1年経過しないとはじまらない理由は、しばらくは自分の力でがんばってほしいから。「自立した学習者として巣立った以上、すぐ戻ってきちゃダメだよ」というメッセージです。

『他との違いを考える 6."卒業"後もサポート』(2019)

「終わりがある」を提示する試みは、ありがたいことにご好評をいただき、特に受講生にとっては英語コーチングという未知の世界に足を踏み入れるときのハードルを下げる効果があることがわかりました。体験セッションで「このくらいの期間で終わりたい」と意志を示す学習者や、終わりがあるからこそ意欲的に学び、受講をより楽しもうとする学習者と出会うこともできました。

ところが一部の学習者には、終わりがあることがマイナスに作用していました。

”卒業”によって生まれた問題

「要するに、卒業したら1年間は出禁ってことですよね?」。ある日、修了の近づいた受講生が悲しい顔で言いました。私はショックを受けました。

出禁。

無駄遣いを防ぎ自立を促すためと思ってしていたことを、受講生は出禁ととらえていた。でも、言われてみれば確かにそう見えても仕方がない気もします。受講生の中には、せっかくここまで一緒に来たのに、修了と同時に二人三脚の紐をブチッと切られ、ガシャンと扉が閉じ、締め出されるように感じる人もいるのかもしれません。いくら「1年経ったらまたおいで」と言っても、彼らの耳には「出禁」の宣告に聞こえていたのです。
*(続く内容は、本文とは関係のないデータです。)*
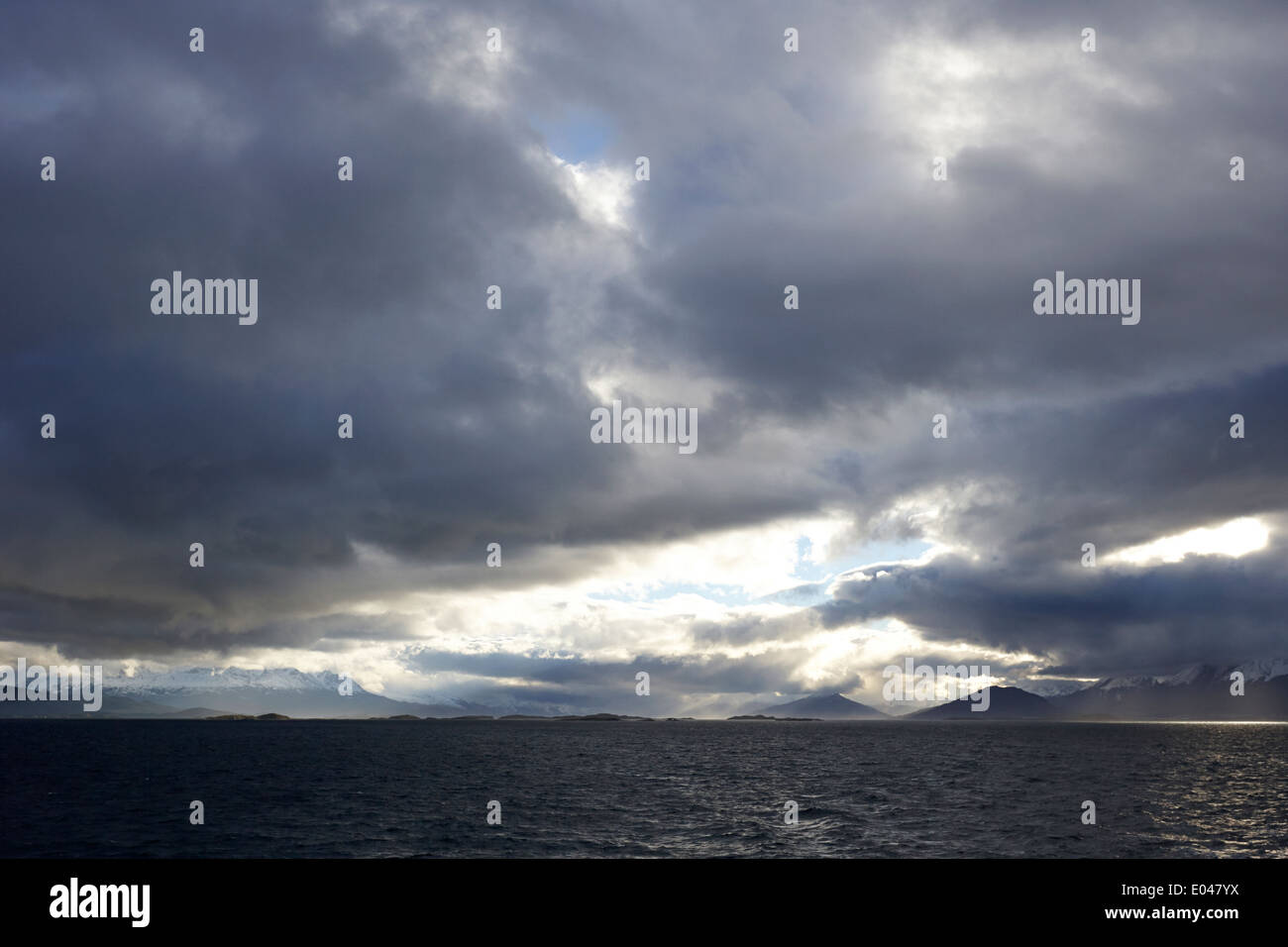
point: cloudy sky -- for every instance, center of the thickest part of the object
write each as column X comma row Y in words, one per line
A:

ショックでしたが、実は私には思い当たる節がありました。「セッションがなくなると思うと寂しい」「このまま何年か続けたい」と訴える受講生たちに対して、どうケアしたらよいか結論が出ていなかったからです。あるいは、プログラムがはじまって最初の1~2カ月は好調でぐんぐん伸びていくのに、後半に差しかかると勢いを失う受講生が気になっていたからです。ゴールの再確認とあわせて卒業の意義や自立の利点を思い出してもらっても効果は薄く、中には受講期間を引き延ばせるだけ引き延ばし、結局フェードアウトしてしまう事例もありました。

私の博士論文のテーマは「日本人英語学習者と甘え」。甘えについてはさんざん読んで学んだはずですが、やはりまだ理解が浅かったのでしょう。私は受講生の甘えに対して冷たく突き放していました。それでは自立が遠くなるのに。もう一度、原点に帰ってこの本を読み直し、考えを改めました。

そして、改造

新しくなった「修了生サポート」はこんな感じです。

プログラムを修了し、1年間の独学*期間を経験した方を対象に、コーチング・セッションが無料で受けられる特典を付与いたします。
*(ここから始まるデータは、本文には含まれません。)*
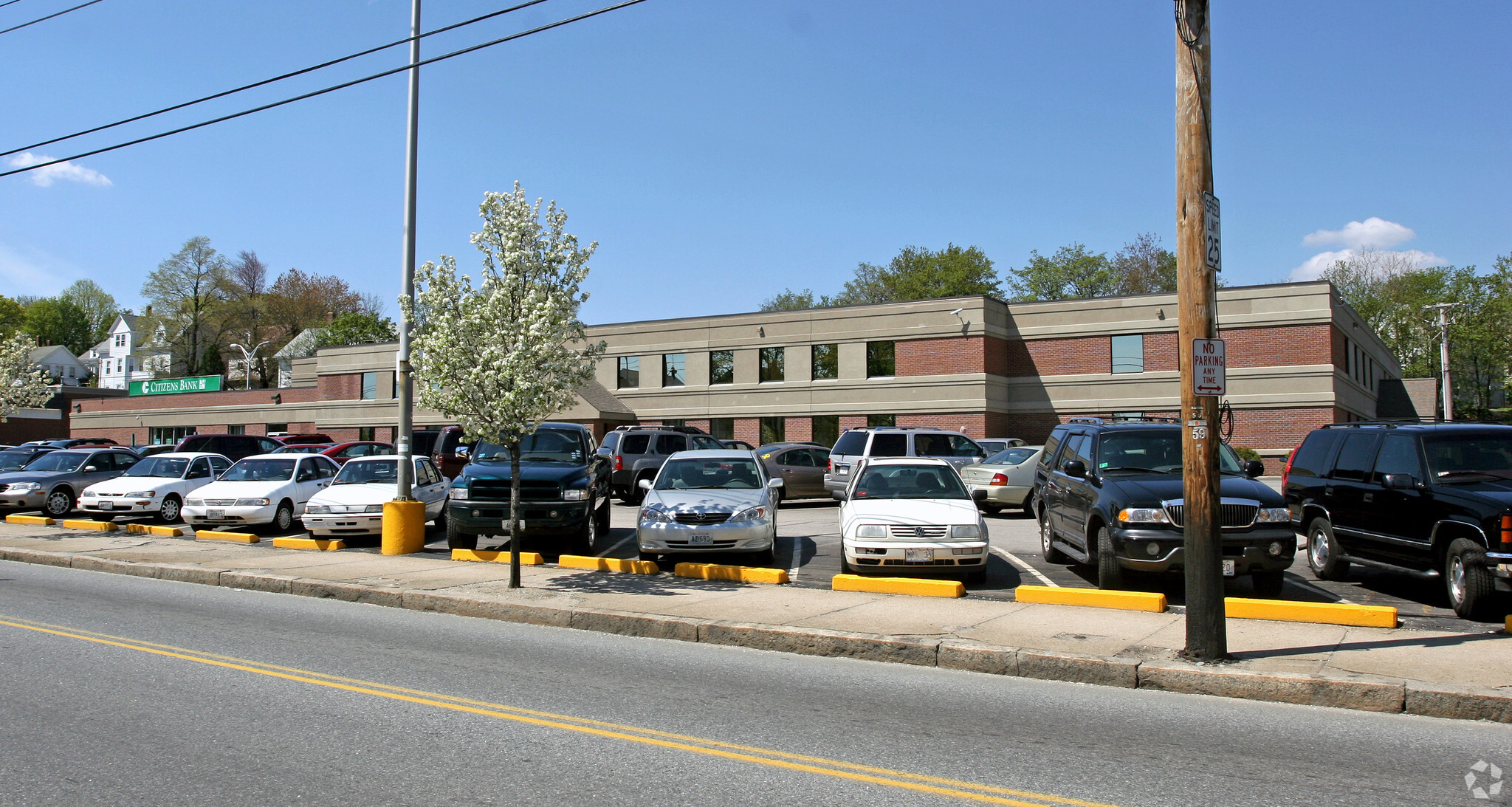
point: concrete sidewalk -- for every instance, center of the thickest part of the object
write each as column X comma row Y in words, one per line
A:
column 1382, row 670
*独学とは、KEC Liteを含むプログラムや相談セッション、Touch Baseなどコーチと対話する機会を利用しないで学習を続けることを指します。

修了生サポート

もしコーチのもとを離れて一人で1年間学習を続けることができたら、やっぱりそれは立派なことだと思うので特典は残しました。ただ、「そんな特典より、またすぐ戻ってきたい」「早く Lite を受けたい」と思ってくださる方にはそれも選べるようにしました。突き放しも出禁もナシです。これによってより安心してそれぞれの目標に向かって学習を進めてもらえるのなら何よりです。